Quello che invece riprende- e anzi: non ha nessuna intenzione di smettere - è lo Starbooks del mercoledì, con la squadra più figa della blogsfera (stamattina straparlo, ma va così), questo mese a ranghi ridotti perchè la Gaia Celiaca si è messa in ferie e al momento fa solo il tifo da bordo campo. Andremo avanti per tre mercoledì, ci metteremo in pausa a dicembre- e poi di nuovo in pista da gennaio fino a giugno, a partire dal secondo mercoledì di ogni mese, provando alla lettera le ricette di un libro di cucina scelto di volta in volta e mostrando sulle pagine dei nostri blog i risultati reali, senza aggiustatine in corso d'opera. Lo scopo è quello di verificare l'attendibilità dei libri di cucina per quanti, come noi, ancora li usano come manuali, cercando cioè ricette di sicura riuscita e di sicuro successo. Se non riescono, ve lo diciamo. E se riescono, pure- con giudizi che nascono dall'esperienza di una passione messa in pratica da anni e da un desiderio di condividerla in modo libero e sincero. 
 
 
 
 
 
 
 
Trine Hahnemann, Scandinavian Christmas, un titolo che continueremo a lasciare nella versione originale, perchè "Natale in Scandinavia" è roba da Boldi & De Sica in accappatoio da sauna. E siccome non è cosa, abituiamoci a questo titolo in inglese e- soprattutto- ad un'invasione di ricette natalizie tradizionalmente preparate per le prossime feste nei Paesi Scandinavi che, da sempre, sono il luogo d'elezione di Babbo Natale, delle renne, della fabbrica degli elfi e di tutto quello che caratterizza il nostro immaginario, dall'infanzia in poi. Da qui, la scelta di questo libro per un mese che, almeno in Italia, è sempre più un'appendice di dicembre: le strade son già illuminate, nelle vetrine appaiono i primi alberi di Natale e si comincia a tener buoni i bambini con le blande minacce di slitte che non passeranno e regali che non arriveranno, se non staran buoni fino alla data più poetica dell'anno. E non è escluso che non ci si stia attrezzando anche in cucina, preparando liquori e conserve che saranno pronte solo fra qualche settimana, giusto in tempo per essere regalate alle persone più care. E così, abbiamo pensato a questo libro: una novità editoriale, a firma di una autrice notissima in Inghilterra e semi sconosciuta da noi, che però ha tutto per esserci simpatica: intanto, lo fa per professione, visto che è chef fatta e finita e lo è dal 1990, che non è propriamente l'altroieri. Nel 1995 ha aperto la sua prima azienda di catering e-udite udite- si è specializzata nello sfamare le rock band: ha iniziato al seguito di qualche band danese e poi ha sfondato con Tina Turner, Elton John, i Pink Floyd , i Rolling Stones e, naturalmente, gli Hot Red Chilli Peppers. In attesa che si prenotino anche i Black Eyed Peas e le Vanilla Fudge (ve l'ho detto, no, che stamattina va così?) Trine si è dedicata ad un mare di progetti legati al cibo, inaugurando collaborazioni con varie scuole di cucina britanniche e guadagnandosi bel presto il soprannome di "The Danish Delia", la più calorosa dichiarazione d'amore che possa uscire dalla bocca di un Inglese.

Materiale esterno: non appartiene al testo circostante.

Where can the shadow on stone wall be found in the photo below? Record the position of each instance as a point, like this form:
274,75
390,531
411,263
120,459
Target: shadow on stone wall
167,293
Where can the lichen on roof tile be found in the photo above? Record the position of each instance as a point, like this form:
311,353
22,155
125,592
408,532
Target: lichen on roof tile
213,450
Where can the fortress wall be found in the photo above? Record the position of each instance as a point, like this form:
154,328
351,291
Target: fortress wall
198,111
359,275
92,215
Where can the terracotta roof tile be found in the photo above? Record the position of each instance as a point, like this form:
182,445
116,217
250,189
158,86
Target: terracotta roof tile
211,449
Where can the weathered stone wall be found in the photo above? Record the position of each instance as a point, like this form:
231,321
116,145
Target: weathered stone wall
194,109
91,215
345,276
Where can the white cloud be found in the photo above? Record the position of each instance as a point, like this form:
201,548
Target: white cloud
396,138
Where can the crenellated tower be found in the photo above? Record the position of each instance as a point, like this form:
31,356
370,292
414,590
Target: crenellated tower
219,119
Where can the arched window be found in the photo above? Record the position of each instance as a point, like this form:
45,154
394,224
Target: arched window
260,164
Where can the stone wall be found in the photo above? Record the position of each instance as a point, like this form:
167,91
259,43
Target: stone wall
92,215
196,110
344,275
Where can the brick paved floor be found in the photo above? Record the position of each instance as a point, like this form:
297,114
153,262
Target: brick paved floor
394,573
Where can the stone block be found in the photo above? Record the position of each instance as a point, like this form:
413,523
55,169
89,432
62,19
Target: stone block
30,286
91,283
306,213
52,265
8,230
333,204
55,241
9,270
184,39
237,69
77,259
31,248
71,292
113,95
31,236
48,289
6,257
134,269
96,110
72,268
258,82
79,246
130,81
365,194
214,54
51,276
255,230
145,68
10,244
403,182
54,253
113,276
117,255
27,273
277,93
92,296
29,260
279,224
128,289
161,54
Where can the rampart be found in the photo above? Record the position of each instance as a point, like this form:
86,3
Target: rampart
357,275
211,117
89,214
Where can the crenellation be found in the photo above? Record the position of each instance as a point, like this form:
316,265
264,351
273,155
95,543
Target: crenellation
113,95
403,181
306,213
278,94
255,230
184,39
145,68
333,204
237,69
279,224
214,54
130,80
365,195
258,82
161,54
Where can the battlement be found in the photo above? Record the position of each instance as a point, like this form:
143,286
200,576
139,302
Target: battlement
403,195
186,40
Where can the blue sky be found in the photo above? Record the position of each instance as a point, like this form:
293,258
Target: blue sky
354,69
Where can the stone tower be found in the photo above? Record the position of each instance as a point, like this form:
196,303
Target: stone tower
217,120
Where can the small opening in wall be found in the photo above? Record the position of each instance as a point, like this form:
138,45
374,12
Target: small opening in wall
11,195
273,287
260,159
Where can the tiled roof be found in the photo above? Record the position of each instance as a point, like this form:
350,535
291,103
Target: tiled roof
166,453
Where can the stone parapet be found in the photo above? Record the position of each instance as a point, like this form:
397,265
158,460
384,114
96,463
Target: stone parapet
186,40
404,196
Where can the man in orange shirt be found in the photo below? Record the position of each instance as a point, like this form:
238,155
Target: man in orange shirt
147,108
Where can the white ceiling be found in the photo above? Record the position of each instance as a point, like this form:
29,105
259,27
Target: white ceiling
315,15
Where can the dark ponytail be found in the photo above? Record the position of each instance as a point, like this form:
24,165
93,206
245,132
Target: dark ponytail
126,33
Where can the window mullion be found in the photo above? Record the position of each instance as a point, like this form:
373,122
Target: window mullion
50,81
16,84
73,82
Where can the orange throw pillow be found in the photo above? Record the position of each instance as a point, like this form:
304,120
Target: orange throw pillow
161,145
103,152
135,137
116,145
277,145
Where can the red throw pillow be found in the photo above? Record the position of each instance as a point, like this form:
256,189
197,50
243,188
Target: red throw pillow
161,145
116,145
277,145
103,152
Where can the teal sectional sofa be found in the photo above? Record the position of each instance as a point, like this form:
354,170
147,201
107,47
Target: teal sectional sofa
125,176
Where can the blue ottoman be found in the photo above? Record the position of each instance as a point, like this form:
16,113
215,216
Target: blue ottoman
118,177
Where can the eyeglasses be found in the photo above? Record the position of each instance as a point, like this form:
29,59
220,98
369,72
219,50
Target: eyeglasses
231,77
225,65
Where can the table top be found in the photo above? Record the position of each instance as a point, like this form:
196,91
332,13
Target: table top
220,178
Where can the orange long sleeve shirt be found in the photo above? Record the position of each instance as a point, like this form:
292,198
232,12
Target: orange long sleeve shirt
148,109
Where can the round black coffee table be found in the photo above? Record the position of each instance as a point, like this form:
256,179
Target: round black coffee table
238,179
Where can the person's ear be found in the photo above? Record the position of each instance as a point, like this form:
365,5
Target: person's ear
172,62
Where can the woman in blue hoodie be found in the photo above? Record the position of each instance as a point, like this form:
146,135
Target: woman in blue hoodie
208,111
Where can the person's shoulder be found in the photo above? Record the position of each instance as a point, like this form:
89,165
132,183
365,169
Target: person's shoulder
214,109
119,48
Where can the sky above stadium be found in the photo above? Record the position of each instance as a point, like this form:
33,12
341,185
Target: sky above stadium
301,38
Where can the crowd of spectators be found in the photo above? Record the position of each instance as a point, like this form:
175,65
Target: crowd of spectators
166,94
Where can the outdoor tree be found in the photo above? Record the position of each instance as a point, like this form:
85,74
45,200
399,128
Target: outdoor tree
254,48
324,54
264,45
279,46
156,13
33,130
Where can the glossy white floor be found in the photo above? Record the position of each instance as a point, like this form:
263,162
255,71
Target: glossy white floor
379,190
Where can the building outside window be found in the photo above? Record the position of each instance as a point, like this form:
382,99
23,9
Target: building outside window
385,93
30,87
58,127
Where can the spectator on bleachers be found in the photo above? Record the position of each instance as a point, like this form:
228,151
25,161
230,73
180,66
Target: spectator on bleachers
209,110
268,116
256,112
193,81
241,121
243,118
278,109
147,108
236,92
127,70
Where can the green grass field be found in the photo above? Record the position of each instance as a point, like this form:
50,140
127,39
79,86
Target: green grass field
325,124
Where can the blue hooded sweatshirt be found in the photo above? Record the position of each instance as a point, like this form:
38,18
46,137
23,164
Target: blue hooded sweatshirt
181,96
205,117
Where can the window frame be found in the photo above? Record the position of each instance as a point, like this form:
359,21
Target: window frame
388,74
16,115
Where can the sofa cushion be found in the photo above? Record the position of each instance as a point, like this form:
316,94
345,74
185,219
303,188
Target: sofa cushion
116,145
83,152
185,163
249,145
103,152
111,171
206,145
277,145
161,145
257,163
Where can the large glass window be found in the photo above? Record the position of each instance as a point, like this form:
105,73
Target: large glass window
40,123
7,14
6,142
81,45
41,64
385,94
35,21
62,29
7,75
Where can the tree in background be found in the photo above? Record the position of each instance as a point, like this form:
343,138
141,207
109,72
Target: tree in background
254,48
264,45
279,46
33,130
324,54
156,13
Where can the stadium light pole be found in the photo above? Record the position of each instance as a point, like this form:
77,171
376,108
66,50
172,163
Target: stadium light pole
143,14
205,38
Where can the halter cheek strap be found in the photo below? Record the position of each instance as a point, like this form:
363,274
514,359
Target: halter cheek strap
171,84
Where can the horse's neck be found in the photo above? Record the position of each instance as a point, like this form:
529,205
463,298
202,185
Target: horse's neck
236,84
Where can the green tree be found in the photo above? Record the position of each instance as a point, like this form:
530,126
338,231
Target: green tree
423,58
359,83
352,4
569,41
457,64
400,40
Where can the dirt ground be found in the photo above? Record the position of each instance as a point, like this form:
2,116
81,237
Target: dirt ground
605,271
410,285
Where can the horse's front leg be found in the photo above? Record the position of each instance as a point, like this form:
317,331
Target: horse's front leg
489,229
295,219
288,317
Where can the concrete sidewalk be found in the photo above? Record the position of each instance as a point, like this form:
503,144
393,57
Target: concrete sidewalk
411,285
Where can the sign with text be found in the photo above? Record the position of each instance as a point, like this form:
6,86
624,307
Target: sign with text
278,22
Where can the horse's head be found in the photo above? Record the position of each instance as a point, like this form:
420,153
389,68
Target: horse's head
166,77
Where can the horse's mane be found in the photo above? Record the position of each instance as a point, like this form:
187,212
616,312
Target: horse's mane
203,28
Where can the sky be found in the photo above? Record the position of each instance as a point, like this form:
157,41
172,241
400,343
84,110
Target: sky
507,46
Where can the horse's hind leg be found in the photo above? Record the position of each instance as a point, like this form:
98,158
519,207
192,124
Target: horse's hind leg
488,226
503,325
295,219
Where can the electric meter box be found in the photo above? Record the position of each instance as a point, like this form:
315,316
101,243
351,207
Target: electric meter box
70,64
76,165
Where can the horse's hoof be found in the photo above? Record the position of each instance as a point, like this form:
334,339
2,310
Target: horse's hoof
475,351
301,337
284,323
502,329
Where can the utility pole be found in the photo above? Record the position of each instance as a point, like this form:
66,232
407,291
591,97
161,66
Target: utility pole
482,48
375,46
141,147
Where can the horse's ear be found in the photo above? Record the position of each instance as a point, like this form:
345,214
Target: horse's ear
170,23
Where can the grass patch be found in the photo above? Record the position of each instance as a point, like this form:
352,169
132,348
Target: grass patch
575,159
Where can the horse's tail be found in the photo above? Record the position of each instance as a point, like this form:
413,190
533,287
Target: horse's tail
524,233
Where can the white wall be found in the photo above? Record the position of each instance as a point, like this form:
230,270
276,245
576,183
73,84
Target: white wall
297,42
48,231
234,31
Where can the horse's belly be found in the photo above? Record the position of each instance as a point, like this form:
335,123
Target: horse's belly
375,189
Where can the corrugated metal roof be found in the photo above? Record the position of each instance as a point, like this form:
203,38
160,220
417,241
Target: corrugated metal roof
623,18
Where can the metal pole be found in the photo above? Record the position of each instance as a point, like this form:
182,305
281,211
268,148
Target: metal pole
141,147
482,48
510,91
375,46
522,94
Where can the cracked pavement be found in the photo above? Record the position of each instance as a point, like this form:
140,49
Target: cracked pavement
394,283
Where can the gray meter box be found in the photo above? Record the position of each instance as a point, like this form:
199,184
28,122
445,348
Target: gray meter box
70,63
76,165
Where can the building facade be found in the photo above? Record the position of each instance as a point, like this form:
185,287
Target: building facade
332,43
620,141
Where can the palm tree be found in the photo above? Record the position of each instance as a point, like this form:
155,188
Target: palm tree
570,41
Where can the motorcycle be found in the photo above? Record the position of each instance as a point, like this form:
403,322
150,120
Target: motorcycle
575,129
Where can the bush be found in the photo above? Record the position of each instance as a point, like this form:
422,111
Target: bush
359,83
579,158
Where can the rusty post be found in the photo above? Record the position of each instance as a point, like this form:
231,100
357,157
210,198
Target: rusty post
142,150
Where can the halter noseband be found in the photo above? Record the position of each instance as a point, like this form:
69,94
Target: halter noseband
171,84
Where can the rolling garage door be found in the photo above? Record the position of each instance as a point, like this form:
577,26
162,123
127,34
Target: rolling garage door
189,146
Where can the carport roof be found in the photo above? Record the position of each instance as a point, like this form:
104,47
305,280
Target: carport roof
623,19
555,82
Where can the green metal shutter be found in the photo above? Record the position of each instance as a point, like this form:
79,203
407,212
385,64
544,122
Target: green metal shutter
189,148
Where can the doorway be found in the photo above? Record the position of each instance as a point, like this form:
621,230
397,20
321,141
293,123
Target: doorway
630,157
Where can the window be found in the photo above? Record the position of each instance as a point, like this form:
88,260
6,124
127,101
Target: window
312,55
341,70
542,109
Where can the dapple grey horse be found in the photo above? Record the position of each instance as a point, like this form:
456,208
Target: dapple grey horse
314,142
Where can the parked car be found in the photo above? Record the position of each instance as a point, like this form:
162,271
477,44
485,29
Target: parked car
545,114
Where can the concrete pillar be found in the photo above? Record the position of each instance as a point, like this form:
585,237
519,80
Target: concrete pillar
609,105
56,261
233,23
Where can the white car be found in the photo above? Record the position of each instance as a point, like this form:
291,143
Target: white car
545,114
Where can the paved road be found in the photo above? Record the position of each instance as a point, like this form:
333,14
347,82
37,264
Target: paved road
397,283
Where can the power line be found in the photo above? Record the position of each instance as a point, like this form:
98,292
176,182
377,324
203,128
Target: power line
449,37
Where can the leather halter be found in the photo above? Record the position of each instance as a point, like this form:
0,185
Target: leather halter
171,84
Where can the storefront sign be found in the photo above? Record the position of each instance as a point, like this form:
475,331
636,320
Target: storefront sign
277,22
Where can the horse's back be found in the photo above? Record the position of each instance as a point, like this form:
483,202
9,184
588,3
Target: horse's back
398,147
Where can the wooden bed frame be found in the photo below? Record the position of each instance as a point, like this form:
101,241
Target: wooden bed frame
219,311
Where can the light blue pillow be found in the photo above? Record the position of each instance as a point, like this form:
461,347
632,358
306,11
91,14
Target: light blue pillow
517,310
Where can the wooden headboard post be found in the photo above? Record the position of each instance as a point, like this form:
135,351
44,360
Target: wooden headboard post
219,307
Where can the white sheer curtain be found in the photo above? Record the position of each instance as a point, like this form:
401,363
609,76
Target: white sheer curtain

In Italia, come dicevo, è poco nota: non le hanno mai affidato programmi televisivi, non è mai stata tradotta e di sicuro il Danese non l'aiuta: peccato, perchè è una bella ragazza, di quelle che ci piacciono (leggasi: che si vede a prima vista che quello che più amano del cibo è mangiarlo) e che avrebbe quidi tutte le carte in regola per diventare un personaggio, nel mondo dello show cooking e dell'editoria del food, in generale. 
Gettarla nell'agone dello Starbooks forse non è il metodo più indolore (di sicuro, non sarebbe quello scelto dal suo editore, mettiamola così): ma il libro ha un titolo che dice "comprami", una copertina accattivante e gioca la carta sempre vincente del Natale: potevamo restare insensibili a queste lusinghe? La risposta è no- e i risultati della nostra scelta si susseguiranno da oggi in poi, tutti i mercoledì, per tre settimane che profumeranno di spezie, di melasse, di glogg, di aringhe e salmoni e di tutto quanto fa Natale all' Ikea, direttamente a casa vostra.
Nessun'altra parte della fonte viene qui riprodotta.